Yargıtay Başkanı’nın, Cumhurbaşkanı ve Başbakan’ın konuk olarak katıldığı açılış konuşmasında idare ve yargıyla ilgili mesajları yargı idarenin denetimindedir şeklindeki bazı kesimlerde var olan algıya iyi bir cevap niteliğindeydi. Yargı, yürütmenin kontrolünde olsaydı bu tür mesajları Yargıtay Başkanı’nın vermesi düşünülemezdi.
MESAJLAR MUHATAPLARINA ULAŞTI MI?
Yargıtay Başkanı’nın açılış konuşmasındaki en önemli mesajlarından biri de “Yargı bağımsızlığı yargıcın onurudur. Bu onur; özlükhaklarından, fiziki ve sosyal imkânlardan bağımsız olarak tek basına savunulur. Gerek yapısal gerekse karar alma süreçlerine ilişkin müdahaleler hiçbir şekilde kabul edilemez” şeklindeki vurgusuydu.
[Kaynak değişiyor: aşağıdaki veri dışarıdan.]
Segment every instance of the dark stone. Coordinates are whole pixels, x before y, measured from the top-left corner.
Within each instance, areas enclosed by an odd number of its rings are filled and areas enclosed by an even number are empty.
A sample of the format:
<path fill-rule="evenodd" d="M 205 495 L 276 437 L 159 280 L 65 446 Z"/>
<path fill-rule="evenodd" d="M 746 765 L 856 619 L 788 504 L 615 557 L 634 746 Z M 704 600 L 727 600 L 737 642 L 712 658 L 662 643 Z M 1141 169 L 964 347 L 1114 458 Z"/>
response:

Yargıcın bağımsızlığının ne denli önemli olduğunu ortaya koyması açısından onur kriteri çok önemli bir kriterdir. Bugün Türk yargısının içinde bulunduğu en önemli sorunlarından biri yargıçların bağımsız ve tarafsızlıklarına ilişkin toplumda oluşan kaygıdır. Toplumsal algı, yargıçların inançlarının, duygularının, bağlı olduğu kültürün etkisinde kaldığı ve tarafsız olmadıkları yönündedir. Yargıtay Başkanı en önemli mesajı yargıçlara verdi.
Yeni adli yılda, mesajların muhatabı olan hakim ve savcıların gerçekten bu mesajları algılayıp algılamadıkları, devam etmekte olan ve kamuoyunun dikkatle izlediği Ergenekon, Balyoz, KCK, Oda TV ve benzeri davalarla ilgili vereceği kararlarla anlaşılacaktır.
Geçmiş yıllar adli yıl açılışlarında, Yargıtay başkanları çoğunlukla hâkim ve savcıların ekonomik durumlarından dert yanardı. Hatta geçmişte bir Yargıtay başkanının “hakimler vicdanları ve cüzdanları arasında sıkışmış” sözü hala hafızalarda…
Bu yılki açılışta Yargıtay Başkanı’nın hukukun üstünlüğü, kuvvetler ayrılığı, bireyi ön plana çıkaran temel hak ve özgürlüklere vurgusu, eğitim hakkı, ailenin korunması, çocuk hakları gibi temel konulara ilişkin evrensel hukuk normlarına atıf yaparak mesajlar vermiş olması yüksek yargının değişimde geldiği yeri gösteriyor. Yüksek yargıdaki bu değişim inşallah ilk derece Yargısı’na da yansır.
Mesajlar demokratik hukuk devletini tanımlar nitelikteydi.Mesajların etkili olup olmadığını 2012-2013 yargı yılı sonunda yargının yıl içersinde yapacağı uygulamaları anlaşılacaktır.